Trigger finger withdrawl huh ? I actually take the summer of from racing slots. I'm just comming out of my hiatis for the Ohio race. It's a "not to miss" race ya know?

Gonzo


----------



## hartracerman (Jan 9, 2005)

I have boiled all of my aurora chassis and haven't had a problem. I kind of remember someone saying that by doing that it goes back to original form from being yanked out of the mold to early. The aurora plastic has a memory to go back to normal when done this way. So like the factory let it cool first.


----------



## hartracerman (Jan 9, 2005)

I forgot put it in a strainer or something else so it is raised from the bottom of the pan. It can get too hot if you let it stay at the bottom


----------



## LDThomas (Nov 30, 1999)

*Boil away...*

The plastic used by both Aurora and JL/R2/AW can withstand boiling with no problems. They don't melt at 212 degrees F. If someone destroyed a chassis while boiling it, it wasn't the water that caused the problem.

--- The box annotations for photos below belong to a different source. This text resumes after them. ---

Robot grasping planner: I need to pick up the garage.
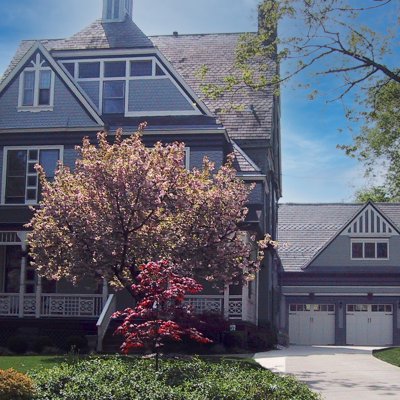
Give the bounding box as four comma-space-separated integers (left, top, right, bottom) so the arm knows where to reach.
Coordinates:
346, 304, 393, 346
289, 304, 335, 345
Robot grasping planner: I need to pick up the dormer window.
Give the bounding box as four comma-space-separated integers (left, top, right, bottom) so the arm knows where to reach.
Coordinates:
18, 53, 54, 112
2, 146, 62, 204
351, 239, 389, 260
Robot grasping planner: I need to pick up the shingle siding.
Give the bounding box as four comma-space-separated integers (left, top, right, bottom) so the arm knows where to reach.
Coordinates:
278, 203, 400, 272
189, 147, 224, 169
63, 148, 78, 170
0, 76, 96, 129
78, 81, 100, 108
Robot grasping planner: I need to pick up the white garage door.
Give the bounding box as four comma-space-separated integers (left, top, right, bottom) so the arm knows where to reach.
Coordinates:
289, 304, 335, 345
346, 304, 393, 346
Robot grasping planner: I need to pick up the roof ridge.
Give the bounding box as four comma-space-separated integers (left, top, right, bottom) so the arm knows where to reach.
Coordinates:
279, 202, 362, 206
148, 31, 257, 38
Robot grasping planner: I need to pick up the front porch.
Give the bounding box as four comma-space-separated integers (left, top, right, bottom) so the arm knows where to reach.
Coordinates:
0, 292, 105, 318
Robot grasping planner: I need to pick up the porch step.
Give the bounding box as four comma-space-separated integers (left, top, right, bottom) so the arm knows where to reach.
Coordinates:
99, 319, 123, 353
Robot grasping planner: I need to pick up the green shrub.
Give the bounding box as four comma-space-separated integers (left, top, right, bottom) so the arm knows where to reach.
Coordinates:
0, 369, 34, 400
223, 331, 247, 349
32, 336, 54, 353
33, 357, 319, 400
7, 336, 28, 354
65, 335, 88, 353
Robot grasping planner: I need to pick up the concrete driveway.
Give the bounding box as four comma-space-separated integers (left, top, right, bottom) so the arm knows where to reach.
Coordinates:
254, 346, 400, 400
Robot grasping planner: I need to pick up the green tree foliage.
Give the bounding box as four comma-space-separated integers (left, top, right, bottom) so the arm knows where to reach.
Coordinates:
199, 0, 400, 100
340, 80, 400, 201
355, 186, 395, 203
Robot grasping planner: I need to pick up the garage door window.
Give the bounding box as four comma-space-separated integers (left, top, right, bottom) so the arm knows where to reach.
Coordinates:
371, 304, 392, 313
347, 304, 368, 312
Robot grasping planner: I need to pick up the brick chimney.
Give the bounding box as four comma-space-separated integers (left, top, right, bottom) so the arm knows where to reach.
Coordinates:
102, 0, 133, 22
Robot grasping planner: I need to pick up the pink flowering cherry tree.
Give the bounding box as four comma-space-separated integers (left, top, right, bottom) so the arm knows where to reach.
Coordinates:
113, 260, 211, 371
28, 126, 272, 298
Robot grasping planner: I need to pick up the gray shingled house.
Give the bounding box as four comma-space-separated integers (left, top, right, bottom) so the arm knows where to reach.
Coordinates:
278, 203, 400, 346
0, 0, 281, 346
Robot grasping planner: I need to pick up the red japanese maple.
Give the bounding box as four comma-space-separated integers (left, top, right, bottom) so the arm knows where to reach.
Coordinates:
114, 261, 211, 367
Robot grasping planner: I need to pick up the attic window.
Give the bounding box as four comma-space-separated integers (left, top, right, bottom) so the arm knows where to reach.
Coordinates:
78, 62, 100, 78
104, 61, 126, 78
351, 239, 389, 260
18, 53, 54, 112
131, 60, 153, 76
63, 63, 75, 77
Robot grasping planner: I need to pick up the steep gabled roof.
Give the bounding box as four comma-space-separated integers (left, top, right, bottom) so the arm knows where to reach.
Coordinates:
232, 141, 261, 175
53, 18, 153, 50
278, 203, 400, 272
3, 23, 276, 146
150, 33, 275, 141
0, 41, 104, 127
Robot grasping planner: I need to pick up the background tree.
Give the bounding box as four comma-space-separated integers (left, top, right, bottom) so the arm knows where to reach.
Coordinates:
199, 0, 400, 199
340, 80, 400, 201
355, 186, 398, 203
28, 128, 270, 296
114, 260, 211, 371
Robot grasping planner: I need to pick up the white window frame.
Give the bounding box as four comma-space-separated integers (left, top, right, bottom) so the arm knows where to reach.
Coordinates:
1, 145, 64, 206
184, 146, 190, 171
350, 239, 390, 261
60, 55, 201, 117
18, 53, 55, 112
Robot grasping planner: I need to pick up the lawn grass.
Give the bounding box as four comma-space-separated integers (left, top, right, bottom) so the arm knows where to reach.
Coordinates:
372, 347, 400, 367
0, 355, 257, 373
0, 356, 67, 372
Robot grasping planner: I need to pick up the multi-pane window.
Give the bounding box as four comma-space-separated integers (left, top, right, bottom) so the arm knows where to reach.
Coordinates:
4, 148, 61, 204
18, 54, 54, 111
68, 56, 168, 114
103, 81, 125, 114
130, 60, 153, 76
22, 70, 52, 107
38, 70, 51, 106
22, 71, 35, 106
351, 240, 389, 259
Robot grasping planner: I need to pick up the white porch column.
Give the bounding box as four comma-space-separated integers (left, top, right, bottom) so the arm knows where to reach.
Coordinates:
224, 285, 229, 318
242, 282, 249, 321
18, 241, 27, 318
35, 275, 42, 318
102, 278, 108, 308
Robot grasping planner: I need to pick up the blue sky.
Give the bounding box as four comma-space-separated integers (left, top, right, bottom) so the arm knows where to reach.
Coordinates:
0, 0, 382, 202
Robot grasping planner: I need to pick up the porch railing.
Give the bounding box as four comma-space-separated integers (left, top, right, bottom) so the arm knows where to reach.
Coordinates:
0, 293, 103, 318
186, 295, 242, 319
96, 294, 116, 352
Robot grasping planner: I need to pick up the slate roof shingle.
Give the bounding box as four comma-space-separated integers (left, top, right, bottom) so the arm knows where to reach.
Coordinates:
3, 22, 275, 144
278, 203, 400, 272
150, 33, 274, 141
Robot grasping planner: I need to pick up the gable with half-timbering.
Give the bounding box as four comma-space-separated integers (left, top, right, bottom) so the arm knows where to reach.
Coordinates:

Those grades of resin have a memory. And boiling them will change that memory. I have been boiling chassis far longer than R/T has had his jig on the market and have yet to lose a single chassis. The key to a successful boil is to boil the chassis for at least 30 minutes (I prefer 45 minutes, just to be sure.) in a hard boil and then turn off the heat. Let the chassis sit in the pan and water while they all cool down to ambient temperature on their own. Don't try to speed up the process with cool water or anything like that. This process removes the old 'memory' and replaces it with the new 'set' that you have given the chassis. I have yet to have a chassis go back to its old shape if I boil it for 30-45 minutes and let it cool in the water. You are simply taking advantage of the physical traits of the plastic resin.

You have all seen how Bill Hall is able to reshape a car that has lost a pillar or such. He makes it very clear that you have to get the top back to its proper shape before you worry about replacing the pillar. And once you get it back into shape in a proper fashion, it will stay there. The same concept holds for a chassis.


----------



## Brixmix (Dec 2, 2007)

I agree with Larry I boil chassis for 30 to 40 mins and let it cool down in the water ( 1-2 hrs) and then dry off the chassis and let it sit in the jig for another couple of hrs at room temp. I have had good luck with this and it also kind of rehydrates the plastic and makes it a little more fexiable.

Good tip Larry !!


----------